Sample size and statistical analysis
Sample size will be based on the primary outcome. According to our pilot trial and review of the literature [15, 18–20], the proportion of change in 72-hour IEF from baseline for EA and PFMT plus solifenacin, is 57 and 60% respectively. To assess non-inferiority between the treatment and control groups, a sample size of 242 for each group will be sufficient, with a one-sided 5% level of significance, a power of 80% and allowing for a 15% dropout. This will exceed the non-inferiority margin of 15% [21]. Thus, in this trial, we will aim to recruit 250 participants in each group.
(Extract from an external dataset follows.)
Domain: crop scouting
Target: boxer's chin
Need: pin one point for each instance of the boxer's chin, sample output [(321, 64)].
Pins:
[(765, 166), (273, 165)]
Data from the 10 centers will be pooled, and the Clinical Evaluation Center of China Academy of Chinese Medical Sciences in Beijing will conduct the statistical analysis, using the SAS 9.1.3 (SAS Institute, Cary, NC, US) and SPSS Ver.13.0 (SPSS Inc., Chicago, IL, USA) software. All statistical analyses will be two-sided tests except for the primary outcome. The level of significance will be established at 0.05. Continuous data will be represented by the mean, standard deviation, median, minimum value, and maximum value; categorical data will be represented by percentages. For comparison with the baseline, a t-test or nonparametric test will be used for continuous data, and nonparametric tests for categorical data. For comparison of two independent samples a t-test or nonparametric test will be used for continuous data, and a chi-square test or the Fisher exact test will be used for categorical data. The primary outcome is the proportion of change from baseline in 72-h IEF. Analysis of covariance (for normal distributed data) or nonparametric tests (for abnormal distributed data) will be used. To detect the center effect, a covariance model will be used. Further analysis will be done if there is a center effect. Analysis methods for secondary outcomes are presented in Table 1. For safety analysis, incidence of adverse events will be compared between the two groups using the chi-square test or the Fisher exact test.